The UNIVAC 1830, Navy designated CP-823/U, was a digital computer which received problems and data and processed answers in numerical form. It used parallel binary arithmetic and logic operations; word length was 30 bits. All of the central processor (C.P.) logic and I/O logic control was microelectronic circuitry, constructed of integrated, monolithic semiconductor elements (resistors, diodes and transistors contained within a single chip of silicon). Logic cards that were not microelectronic are the master clock cards in the C.P and the input amplifier and output data driver cards in the I/O units.

In the A-NEW integrated system, the CP-823/U airborne digital computer performed many functions aboard the Lockheed P-3 Orion test aircraft. It continuously computed the aircraft’s latitude and longitude, calculated optimum deployment of sonobuoys, kept tabs on their location with respect to the moving aircraft and determined estimated target positions from data supplied by all aircraft sensors. The computer used statistical techniques to derive several possible courses of action, displaying these and the computed probability of success, for final selection by the aircraft commander. Other tasks which were performed by the integrated Anti-Submarine Warfare Prototype CP-823/U computer included: Search and Correlation, Automatic and Extended Tracking, Enemy Submarine Identification, Attack and Post Flight Evaluation.

== Development ==
The extensive testing (1965–1968) of the CP-823/U (Univac 1830) prototype Computing System integrated with the rest of the A-NEW MOD3 sensor and display system in and out of the P3 Orion test aircraft, eventually resulted in the U.S. Navy, Bureau of Weapons approval. On June 24, 1966 UNIVAC received a contract for design, development, testing and delivery of the computer. Production deliveries began in 1967.

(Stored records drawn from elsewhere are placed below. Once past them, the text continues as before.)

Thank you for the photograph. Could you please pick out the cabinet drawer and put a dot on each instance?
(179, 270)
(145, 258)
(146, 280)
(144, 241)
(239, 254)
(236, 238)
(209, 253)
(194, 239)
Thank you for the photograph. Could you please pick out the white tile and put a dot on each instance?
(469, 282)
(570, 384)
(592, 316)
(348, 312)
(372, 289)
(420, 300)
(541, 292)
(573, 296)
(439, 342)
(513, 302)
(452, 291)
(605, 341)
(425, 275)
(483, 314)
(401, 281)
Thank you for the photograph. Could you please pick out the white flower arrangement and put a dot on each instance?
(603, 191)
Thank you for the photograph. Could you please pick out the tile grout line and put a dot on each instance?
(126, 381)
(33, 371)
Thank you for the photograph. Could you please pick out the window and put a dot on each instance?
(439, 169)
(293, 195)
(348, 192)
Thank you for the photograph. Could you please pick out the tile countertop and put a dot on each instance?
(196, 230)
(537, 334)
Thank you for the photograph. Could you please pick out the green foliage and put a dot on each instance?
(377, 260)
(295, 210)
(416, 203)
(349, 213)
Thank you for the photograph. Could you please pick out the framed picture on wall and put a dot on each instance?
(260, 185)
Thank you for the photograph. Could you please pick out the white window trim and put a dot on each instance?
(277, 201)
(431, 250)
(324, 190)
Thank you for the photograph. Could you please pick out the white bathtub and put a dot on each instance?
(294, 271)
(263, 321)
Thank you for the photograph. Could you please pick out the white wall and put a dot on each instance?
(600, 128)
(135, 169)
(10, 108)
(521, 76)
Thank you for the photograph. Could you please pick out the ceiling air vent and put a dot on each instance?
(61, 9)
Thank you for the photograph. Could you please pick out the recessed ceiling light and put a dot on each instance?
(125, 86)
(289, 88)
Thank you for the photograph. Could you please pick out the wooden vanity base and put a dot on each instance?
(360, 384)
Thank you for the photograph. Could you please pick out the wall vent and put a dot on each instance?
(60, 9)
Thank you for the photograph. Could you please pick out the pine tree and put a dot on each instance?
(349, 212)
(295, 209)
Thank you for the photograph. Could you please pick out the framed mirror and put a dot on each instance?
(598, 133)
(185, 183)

The resulting general purpose computer was the CP-901 / ASQ-114 (Univac 1830A), used in the Lockheed P-3C Orion ASW aircraft. The general purpose nature of this computer was so broad that it was even considered to use the idle computing power of aircraft on the ground for squadron administrative computing. This involved the development of a general purpose operating system, an assembler and FORTRAN compiler.